I’m learning something unique about that from my new dog. I presume parents can tell me more besides. Love between two people is wonderful and real. But when that love incorporates another- a child, dog, aging parent, some injustice you want to help rectify- something…more…happens. And presuming you don’t lose your individuality in that third party, your love for each other even grows.
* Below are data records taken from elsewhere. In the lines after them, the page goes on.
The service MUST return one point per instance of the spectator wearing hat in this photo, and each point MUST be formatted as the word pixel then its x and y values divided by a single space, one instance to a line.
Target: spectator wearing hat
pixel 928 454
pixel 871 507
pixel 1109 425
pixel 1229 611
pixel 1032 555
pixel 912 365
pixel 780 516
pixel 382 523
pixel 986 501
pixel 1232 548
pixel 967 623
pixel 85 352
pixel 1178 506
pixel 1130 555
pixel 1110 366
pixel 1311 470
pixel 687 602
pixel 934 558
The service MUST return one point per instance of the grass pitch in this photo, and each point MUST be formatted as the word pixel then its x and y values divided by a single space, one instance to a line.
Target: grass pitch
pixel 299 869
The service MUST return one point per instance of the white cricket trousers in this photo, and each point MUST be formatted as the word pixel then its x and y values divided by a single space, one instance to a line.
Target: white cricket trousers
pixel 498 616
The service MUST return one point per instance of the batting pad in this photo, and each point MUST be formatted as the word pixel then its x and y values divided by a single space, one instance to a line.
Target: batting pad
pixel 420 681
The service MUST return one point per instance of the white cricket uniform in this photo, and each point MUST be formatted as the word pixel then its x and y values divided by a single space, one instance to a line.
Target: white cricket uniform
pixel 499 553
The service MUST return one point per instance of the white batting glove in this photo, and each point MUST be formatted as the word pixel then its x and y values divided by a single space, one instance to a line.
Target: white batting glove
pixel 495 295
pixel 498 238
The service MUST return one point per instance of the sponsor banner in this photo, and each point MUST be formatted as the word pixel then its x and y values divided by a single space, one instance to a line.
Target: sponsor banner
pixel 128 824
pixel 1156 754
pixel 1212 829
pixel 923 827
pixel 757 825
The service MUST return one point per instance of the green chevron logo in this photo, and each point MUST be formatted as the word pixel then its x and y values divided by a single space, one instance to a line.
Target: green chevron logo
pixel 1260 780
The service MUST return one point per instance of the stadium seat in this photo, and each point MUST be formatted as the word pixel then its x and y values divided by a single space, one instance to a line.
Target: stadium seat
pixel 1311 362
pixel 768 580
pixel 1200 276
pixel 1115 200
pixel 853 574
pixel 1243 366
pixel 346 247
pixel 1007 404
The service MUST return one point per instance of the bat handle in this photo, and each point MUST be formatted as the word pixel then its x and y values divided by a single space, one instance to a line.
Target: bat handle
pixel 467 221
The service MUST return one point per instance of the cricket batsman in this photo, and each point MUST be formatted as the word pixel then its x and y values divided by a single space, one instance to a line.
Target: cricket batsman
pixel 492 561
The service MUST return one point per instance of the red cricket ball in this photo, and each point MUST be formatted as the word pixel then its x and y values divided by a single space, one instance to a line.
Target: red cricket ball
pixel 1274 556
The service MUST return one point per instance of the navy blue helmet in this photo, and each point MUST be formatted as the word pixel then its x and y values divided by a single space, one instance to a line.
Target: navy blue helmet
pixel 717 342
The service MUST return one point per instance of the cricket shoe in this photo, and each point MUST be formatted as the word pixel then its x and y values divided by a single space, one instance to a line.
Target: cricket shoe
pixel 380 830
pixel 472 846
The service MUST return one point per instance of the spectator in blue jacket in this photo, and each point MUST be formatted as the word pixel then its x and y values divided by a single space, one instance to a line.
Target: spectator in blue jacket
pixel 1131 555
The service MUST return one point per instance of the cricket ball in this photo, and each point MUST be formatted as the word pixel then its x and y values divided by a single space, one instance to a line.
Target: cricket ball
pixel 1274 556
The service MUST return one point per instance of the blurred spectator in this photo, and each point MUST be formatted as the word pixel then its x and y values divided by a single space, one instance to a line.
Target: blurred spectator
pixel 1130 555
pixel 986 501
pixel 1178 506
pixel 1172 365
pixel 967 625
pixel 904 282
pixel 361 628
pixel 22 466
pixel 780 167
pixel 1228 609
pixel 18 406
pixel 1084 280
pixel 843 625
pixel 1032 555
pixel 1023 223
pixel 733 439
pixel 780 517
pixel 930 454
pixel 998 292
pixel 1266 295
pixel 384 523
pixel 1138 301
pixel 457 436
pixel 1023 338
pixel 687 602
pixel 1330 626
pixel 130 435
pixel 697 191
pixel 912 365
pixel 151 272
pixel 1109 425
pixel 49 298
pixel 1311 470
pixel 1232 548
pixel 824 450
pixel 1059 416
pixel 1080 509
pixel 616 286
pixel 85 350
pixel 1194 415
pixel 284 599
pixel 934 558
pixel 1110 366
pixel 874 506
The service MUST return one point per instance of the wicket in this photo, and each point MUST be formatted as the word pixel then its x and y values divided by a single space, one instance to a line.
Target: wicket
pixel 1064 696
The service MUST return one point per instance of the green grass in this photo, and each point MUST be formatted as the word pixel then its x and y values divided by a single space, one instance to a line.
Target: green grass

Obviously, that’s but a rough sketch of something still new to me, but it reminds me of how church works when church works best. People have asked me, “Shane, what does a church need to do to be a strong, growing church?” Simple- Love. Which seems cliché and easy, but think of it as I just described. No church is attractive if the people don’t love each other, right? Especially an intimate community like ours. But how does a church deepen its intimacy and love for each another? Spend time together…Have fun together…all things we do well! But how about this? Love others. Indeed, every strong church I’ve ever seen- regardless of size, location, ideology- does one thing well: They’ve found others outside of themselves to actively love, and engage in ministry.

And that’s different for every church, right?! For some, it’s families with small children. Others engage older adults in retirement communities. Some minister to people wounded by the Church, or homeless veterans, or… The possibilities are endless! But the common factor is this Trinity Factor- Church works best when God, self and neighbor are loved. It’s never just about us.

I’ve said that before, of course. I’ll say it again! But my new dog is bringing it home to my home in a whole new way. And so I’m excited to see how our church, throughout 2010, will find new people to love and engage in ministry. As that continues to happen, I’m betting our intimacy as a community will only increase as well.